À La Réunion, des faits de violences conjugales ou de féminicide font souvent la Une des journaux, malheureusement. En 2021, 7 femmes par jour déposent plainte à La Réunion contre 4 en 2015, d’après les chiffres de l’Observatoire Réunionnais des violences faites aux femmes. Arnold Jaccoud, psychosociologue, a accepté de discuter de cette problématique avec l’équipe de LINFO.re dans la rubrique KOIVIDI.
Avant tout, il est important de savoir d’où cette problématique tire ses origines. Selon Arnold Jaccoud, elle remonte à loin, "des centaines, voir des milliers d’années." "Nos héritages patriarcaux étaient déterminés par le fait que, dans l’organisation de la société, l’homme avait la prééminence et la femme était subordonnée", dit-il.
Le patriarcat, bien que toujours présent, a reculé avec l’évolution des sociétés, mais aussi grâce aux combats perpétuels des femmes pour leurs droits. Pour exemple, les femmes ont eu droit leur indépendance financière en 1965, grâce à une loi autorisant l’ouverture d’un compte bancaire en leur nom.
Au fil des années, en plus de leur autonomie financière, les femmes ont acquis une "autonomie affective et sexuelle", notamment concernant l’appropriation de leur corps avec la contraception et le droit à l’IVG.
"Ces émancipations ont changé les rapports entre hommes et femmes dans la société, mais aussi les rapports domestiques. Désormais, les femmes ont la possibilité de vivre leur vie", explique Arnold Jaccoud. C’est ainsi que certains hommes n’auraient pas su accepter cette évolution : "il y a des hommes qui ont le sentiment qu’on leur a pris leur place et qui se montrent sarcastiques, hostiles, voire violents."
Cette non-acceptation de la place de la femme dans la société associée à de la violence pourrait être, pour Arnold Jaccoud, le résultat d’une "crise de la masculinité." Selon lui, les hommes à l’origine de violences conjugales sont "souffrants tout seul," et ont besoin d’exercer un pouvoir sur leur compagne pour se sentir bien.
"En général, c’est dû à un manque d’estime de soi, de confiance en soi.
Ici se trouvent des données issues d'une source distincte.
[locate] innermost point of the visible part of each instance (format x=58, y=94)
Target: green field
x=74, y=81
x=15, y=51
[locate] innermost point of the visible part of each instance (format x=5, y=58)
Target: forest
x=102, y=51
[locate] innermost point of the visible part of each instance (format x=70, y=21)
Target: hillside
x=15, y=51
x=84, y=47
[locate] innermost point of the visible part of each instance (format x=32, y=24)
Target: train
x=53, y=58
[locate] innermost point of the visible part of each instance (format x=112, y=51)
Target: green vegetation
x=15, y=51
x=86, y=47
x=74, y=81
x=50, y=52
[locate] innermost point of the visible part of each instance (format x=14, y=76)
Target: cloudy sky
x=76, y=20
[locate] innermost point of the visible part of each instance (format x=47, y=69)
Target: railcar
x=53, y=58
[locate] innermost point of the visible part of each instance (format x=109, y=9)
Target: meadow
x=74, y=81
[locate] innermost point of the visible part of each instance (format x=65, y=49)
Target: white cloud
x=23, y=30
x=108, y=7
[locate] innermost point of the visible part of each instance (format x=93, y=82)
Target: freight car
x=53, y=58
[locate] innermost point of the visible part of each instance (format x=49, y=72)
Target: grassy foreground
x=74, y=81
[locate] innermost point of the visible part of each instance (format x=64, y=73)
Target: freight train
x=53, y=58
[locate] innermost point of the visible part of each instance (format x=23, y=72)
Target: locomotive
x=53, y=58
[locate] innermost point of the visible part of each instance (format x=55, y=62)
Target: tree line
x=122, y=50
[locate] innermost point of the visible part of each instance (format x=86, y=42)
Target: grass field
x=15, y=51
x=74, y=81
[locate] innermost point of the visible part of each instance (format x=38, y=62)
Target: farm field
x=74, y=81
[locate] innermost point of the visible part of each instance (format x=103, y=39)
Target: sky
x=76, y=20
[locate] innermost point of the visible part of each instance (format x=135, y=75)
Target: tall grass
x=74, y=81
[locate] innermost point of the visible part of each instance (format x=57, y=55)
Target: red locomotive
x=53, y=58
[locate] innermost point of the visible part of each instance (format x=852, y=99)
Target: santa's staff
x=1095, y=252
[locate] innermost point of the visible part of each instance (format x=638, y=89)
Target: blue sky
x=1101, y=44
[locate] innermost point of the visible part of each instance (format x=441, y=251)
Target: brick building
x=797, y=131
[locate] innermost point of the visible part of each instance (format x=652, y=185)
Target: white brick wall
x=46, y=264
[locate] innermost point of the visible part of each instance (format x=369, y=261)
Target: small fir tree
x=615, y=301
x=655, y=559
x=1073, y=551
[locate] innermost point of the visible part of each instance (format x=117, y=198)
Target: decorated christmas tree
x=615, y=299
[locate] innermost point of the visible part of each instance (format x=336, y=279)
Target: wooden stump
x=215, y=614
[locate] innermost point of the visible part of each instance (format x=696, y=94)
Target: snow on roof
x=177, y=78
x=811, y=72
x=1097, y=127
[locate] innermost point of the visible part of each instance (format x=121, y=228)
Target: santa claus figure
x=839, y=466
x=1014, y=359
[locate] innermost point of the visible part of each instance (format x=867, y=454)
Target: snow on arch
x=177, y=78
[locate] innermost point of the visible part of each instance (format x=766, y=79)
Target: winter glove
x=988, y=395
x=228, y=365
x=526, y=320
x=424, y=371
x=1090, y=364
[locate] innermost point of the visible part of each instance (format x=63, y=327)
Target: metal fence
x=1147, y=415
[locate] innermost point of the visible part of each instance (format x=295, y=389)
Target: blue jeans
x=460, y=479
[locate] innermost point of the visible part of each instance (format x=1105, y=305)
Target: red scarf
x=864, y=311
Leur maturité affective et émotionnelle n’a pas été construite", ajoute-t-il.
La femme tient une place particulière au sein des familles réunionnaises. "On est dans une socioculture, dans une partie de la population, qui est marquée par la matrifocalité et la matrilinéarité. Les femmes sont au centre de tout", constate Arnold Jaccoud. Il s’agit d’un héritage du passé esclavagiste de l’île : "l’homme, géniteur, pouvait féconder les femmes, mais n’avait pas forcément de rôle de père."
Ce n’est pas pour autant que les violences conjugales sont moins nombreuses sur l’île. "Cette société se heurte à la société occidentale et patriarcale, ce qui pousse les hommes à exercer leur pouvoir musculaire", explique le psychosociologue.
Arnold Jaccoud a tenu à faire part d’une problématique présente dans la société : celle de la "responsabilisation" des victimes, au détriment de la responsabilisation de leur bourreau. "Toutes les affiches créées dans le cadre de campagne contre les violences conjugales s’adressent aux femmes. On les incite à se défendre, à demander de l’aide. On ne s’adresse jamais au potentiel prédateur", donne-t-il pour exemple.
Pour appuyer ses propos, il rappelle que sur l’île, en douze ans, 38% des femmes qui ont succombé sous les coups de leur conjoint, ou ex-conjoint, avaient porté plainte et que celles-ci n’ont pas abouti. "La société devrait s’occuper du problème, de la victime, mais aussi du bourreau. Cela ne se fait pas véritablement, malheureusement", conclut-il.